# Shankar One-Dimensional Problem

1. Oct 16, 2009

### Dahaka14

1. The problem statement, all variables and given/known data
Exercise 5.2.2 (b.)
Prove the following theorem: Every attractive potential in one dimension has at least one bound state.
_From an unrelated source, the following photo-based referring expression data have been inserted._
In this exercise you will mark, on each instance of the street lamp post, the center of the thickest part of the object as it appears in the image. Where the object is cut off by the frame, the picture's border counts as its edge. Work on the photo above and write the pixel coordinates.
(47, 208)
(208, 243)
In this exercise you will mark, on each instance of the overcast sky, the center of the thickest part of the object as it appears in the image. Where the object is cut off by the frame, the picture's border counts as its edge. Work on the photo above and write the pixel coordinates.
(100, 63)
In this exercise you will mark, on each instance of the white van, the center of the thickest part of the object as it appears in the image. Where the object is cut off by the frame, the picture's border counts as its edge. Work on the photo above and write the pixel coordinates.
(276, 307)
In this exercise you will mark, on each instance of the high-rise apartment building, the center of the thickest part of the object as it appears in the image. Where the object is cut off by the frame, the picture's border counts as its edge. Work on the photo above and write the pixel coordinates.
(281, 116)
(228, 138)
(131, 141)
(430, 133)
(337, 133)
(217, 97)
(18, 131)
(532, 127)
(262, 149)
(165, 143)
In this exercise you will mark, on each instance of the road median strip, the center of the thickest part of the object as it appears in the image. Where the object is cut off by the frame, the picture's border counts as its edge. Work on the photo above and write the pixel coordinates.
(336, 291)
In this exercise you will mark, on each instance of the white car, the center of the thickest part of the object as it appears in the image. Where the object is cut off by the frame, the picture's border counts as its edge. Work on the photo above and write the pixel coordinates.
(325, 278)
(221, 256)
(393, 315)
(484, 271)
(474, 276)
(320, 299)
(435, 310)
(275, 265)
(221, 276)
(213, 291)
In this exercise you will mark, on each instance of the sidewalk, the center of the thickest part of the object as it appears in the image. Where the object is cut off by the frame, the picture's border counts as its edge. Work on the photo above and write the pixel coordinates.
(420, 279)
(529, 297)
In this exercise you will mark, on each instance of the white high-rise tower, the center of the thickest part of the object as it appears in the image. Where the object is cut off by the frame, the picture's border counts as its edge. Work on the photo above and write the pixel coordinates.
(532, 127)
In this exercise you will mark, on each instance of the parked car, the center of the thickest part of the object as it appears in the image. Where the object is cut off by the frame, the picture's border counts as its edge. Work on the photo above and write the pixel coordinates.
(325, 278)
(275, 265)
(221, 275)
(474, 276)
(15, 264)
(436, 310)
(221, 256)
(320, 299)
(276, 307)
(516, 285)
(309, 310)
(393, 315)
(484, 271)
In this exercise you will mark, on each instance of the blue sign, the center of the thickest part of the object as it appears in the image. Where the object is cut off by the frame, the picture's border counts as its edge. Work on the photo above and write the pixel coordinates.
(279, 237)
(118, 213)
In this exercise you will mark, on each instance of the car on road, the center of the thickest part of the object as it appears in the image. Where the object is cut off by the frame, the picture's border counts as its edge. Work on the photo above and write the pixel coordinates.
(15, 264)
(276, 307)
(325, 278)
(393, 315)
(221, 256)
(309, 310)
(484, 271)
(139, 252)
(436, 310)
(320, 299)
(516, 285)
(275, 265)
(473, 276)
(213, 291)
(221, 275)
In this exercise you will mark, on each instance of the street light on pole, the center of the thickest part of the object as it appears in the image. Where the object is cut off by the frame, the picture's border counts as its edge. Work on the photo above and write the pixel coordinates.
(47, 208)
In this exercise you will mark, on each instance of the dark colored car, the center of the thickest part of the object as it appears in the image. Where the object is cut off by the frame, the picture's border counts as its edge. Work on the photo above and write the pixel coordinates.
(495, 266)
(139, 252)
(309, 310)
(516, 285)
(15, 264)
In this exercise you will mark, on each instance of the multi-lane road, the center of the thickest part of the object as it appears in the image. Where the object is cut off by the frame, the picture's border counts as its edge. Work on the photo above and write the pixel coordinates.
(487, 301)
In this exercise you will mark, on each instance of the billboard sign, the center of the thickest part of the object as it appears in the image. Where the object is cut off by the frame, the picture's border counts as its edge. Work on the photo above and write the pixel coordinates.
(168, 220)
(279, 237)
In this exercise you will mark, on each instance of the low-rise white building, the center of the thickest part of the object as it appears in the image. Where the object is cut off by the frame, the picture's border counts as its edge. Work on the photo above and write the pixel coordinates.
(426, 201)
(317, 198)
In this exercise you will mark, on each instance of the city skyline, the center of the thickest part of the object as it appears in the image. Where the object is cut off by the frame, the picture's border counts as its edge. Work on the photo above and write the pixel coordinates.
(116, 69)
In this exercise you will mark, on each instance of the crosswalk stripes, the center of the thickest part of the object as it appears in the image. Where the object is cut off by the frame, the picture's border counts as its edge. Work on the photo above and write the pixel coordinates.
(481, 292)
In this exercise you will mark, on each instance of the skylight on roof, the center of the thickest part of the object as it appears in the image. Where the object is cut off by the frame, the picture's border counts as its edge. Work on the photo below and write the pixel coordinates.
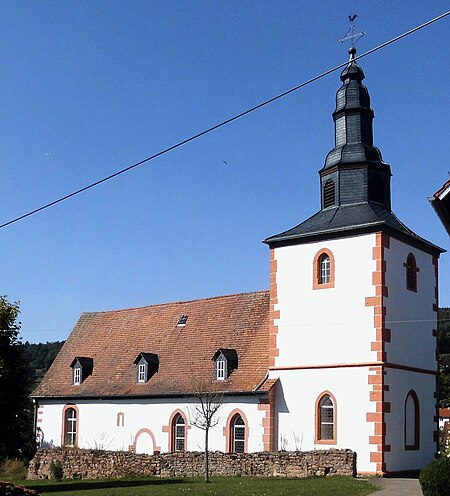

Hint: Since $$V$$ is attractive, if we define $$V(\infty)=0$$, it follows that $$V(x)=-|V(x)|$$ for all $$x$$. To show that there exists a bound state with $$E<0$$, consider
$$\psi_{\alpha}(x)=\left(\frac{\alpha}{\pi}\right)^{1/4}\text{e}^{-\alpha x^{2}/2}$$
and calculate

$$E(\alpha)=<\psi_{\alpha}|H|\psi_{\alpha}>,$$ $$H=-\frac{\hbar^{2}}{2m}\frac{d^{2}}{dx^{2}}-|V(x)|$$.

Show that $$E(\alpha)$$ can be made negative by suitable choice of $$\alpha$$. The desired result follows from the application of the theorem approved above.

2. Relevant equations

3. The attempt at a solution
I evaluated the expectation value using the given wave function and special Hamiltonian and received a simpler equation of $$E=\frac{\alpha\hbar^{2}}{4m}-\int_{-\infty}^{\infty}|V(x)|\psi_{\alpha}^{2}dx$$. I have no idea where to go from here.

2. Oct 16, 2009

### gabbagabbahey

Hmmm.... You might try using the mean value theorem for integration.